It has raised more than $2 billion in funding, and has an estimated valuation of $4 billion based on its most recent $500 million fundraising in February 2017.
However, the WSJ points out that refinancing student loans is particularly sensitive to interest rates. Lacking its own base of deposits, the company borrows money at variable rates from banks to then lend to recent graduates. Most of its target customers previously took out a student loan at a fixed rate from the federal government, so SoFi can only pass on so much of its own higher borrowing costs to consumers before its offers stop being competitive with borrowers’ existing loans.
According to WSJ, that dynamic helped drive down loan volume. The company extended around $2.5 billion in refinanced student, unsecured consumer and mortgage loans in the third quarter, according to the investor letter. That’s down nearly 30% from the same period a year ago.
In terms of future plans, the firm is revamping its wealth-management service to let customers buy single stocks, exchange-traded funds and cryptocurrencies and make use of robo-advisor services by the end Q1 2019.
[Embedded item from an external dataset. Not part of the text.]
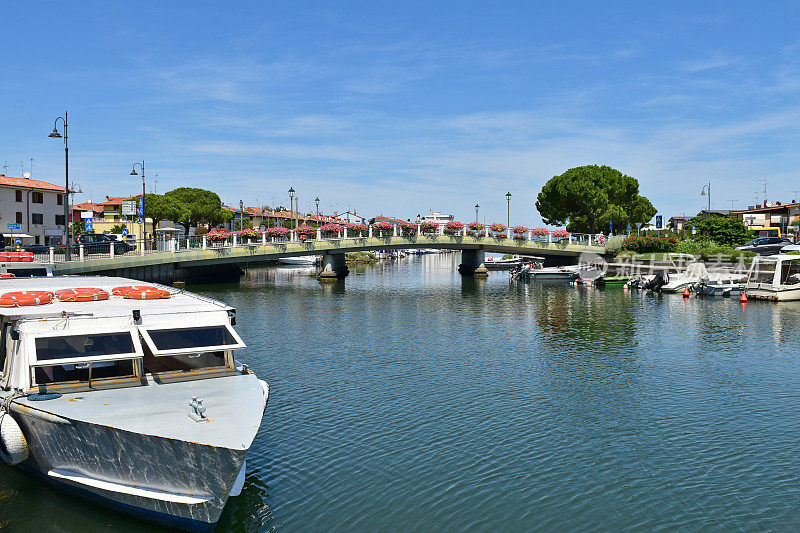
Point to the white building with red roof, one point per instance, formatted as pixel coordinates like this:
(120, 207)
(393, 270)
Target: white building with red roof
(37, 207)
According to the person familiar with SoFi’s financials, such initiatives and other projects to improve SoFi’s internal technology were costly in the third quarter, helping push the company’s overall expenses above $100 million. (You could argue that this is always the case for tech revamps.)
WSJ adds that some of SoFi’s recent financial performance has been due to changes in the value of loans it holds on its balance sheet. That had a “material negative impact” on SoFi’s second-quarter results but gave a boost to its third-quarter results as the company sold the vast majority of those loans at prices above where SoFi had revalued them, according to letters to shareholders.
In recent weeks, SoFi also closed on a $560 million revolving line of credit from a group of six banks, according to the shareholder letter. WSJ reported in July that SoFi executives were in talks for a loan that could help fund potential buyouts of other financial-technology firms.